What does it mean for a $2$ dimensional object to be charged with a charge distribution which is $1$ dimensional $\lambda$?

Question

I saw an example, in a tutorial of my Physics $2$ course that there was a hollow cylinder (which is $2$ dimensional) charged with uniform charge distribution $\lambda>0$ per unit length.

What does this mean?
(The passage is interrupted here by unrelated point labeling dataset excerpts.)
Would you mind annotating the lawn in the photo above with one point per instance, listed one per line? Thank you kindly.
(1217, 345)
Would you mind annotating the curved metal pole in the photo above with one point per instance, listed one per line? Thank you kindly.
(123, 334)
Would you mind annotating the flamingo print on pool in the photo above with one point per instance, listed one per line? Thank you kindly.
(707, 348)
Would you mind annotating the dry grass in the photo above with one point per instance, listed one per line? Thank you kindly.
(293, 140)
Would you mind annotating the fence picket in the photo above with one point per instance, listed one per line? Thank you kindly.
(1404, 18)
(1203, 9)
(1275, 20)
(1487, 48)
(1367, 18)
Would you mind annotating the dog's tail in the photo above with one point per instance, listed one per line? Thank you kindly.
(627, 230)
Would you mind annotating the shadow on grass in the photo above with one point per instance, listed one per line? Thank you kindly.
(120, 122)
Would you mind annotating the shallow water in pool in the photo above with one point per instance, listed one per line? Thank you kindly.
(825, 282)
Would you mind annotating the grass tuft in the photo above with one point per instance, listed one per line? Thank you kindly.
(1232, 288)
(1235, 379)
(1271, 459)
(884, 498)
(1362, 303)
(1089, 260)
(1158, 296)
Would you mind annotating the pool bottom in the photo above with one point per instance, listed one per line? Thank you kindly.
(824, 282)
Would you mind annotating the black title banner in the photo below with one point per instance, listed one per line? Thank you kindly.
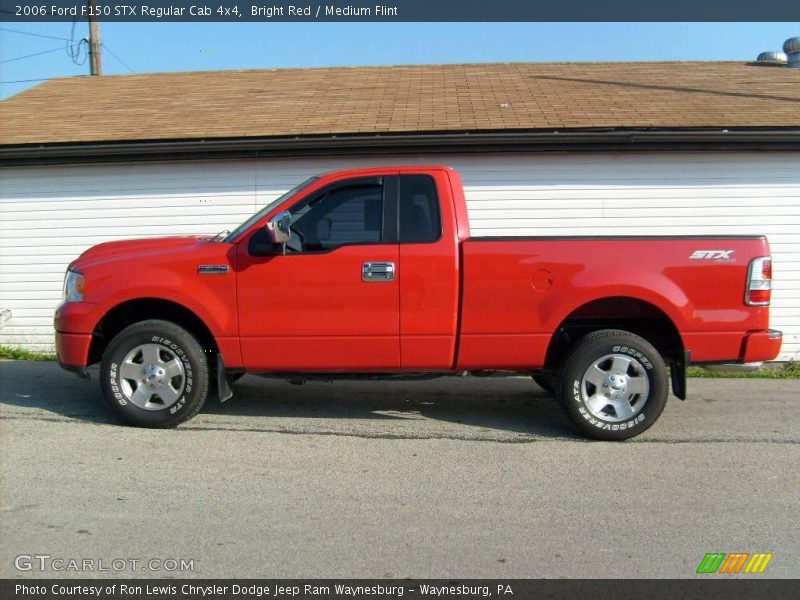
(727, 588)
(398, 10)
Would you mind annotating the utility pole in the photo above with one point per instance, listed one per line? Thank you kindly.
(95, 56)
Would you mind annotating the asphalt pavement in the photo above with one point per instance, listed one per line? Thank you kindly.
(450, 478)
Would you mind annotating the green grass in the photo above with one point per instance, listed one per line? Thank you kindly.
(789, 370)
(13, 353)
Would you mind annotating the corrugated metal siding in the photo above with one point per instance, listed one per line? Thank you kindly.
(50, 214)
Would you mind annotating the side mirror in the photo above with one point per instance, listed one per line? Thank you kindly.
(278, 228)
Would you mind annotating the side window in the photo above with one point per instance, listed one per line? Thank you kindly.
(350, 213)
(419, 210)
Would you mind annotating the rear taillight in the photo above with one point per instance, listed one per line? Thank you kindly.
(759, 282)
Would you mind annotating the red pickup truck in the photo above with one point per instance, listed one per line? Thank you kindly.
(373, 273)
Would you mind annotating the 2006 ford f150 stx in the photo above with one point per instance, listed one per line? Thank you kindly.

I thought that $2$ dimensional objects are suppose to be charge with surface charge density.

Isn't the length of such an object is infinity? (The area is of course finite, but the length of each circle is $2\pi R$ and there are infinite amount of circles.)

If this is the case then $$Q=\lambda l=\lambda\infty$$ and so the cylinder have an infinite amount of charge on it, which can't be true.

The TA was asked about it in class, but I wasn't able to understand his explanation (this was a video recitation filmed a few years back, and so I can't ask the TA), I have also seen it on an exam question, so I do think that whoever wrote that its a distribution $\lambda$ and not surface distribution $\sigma$ meant to write it.

Why is my analysis that $Q=\infty$ is incorrect, and what does it mean that the cylinder charged with uniform charge distribution $\lambda$?

Answer 1

I think it means that if we pick a section of the cylinder that is of length $l$, the charge on that section is $\lambda l$. Note that here length is measured with respect to the symmetry axis of the cylinder, ie, it is the length we normally refer to when talking about, say, a section of pipe 4m long.

Since a section of pipe that has length $l$ has surface area $2\pi R l$ and charge $\lambda l$, the surface charge density must be $\frac{\lambda}{2\pi R}$.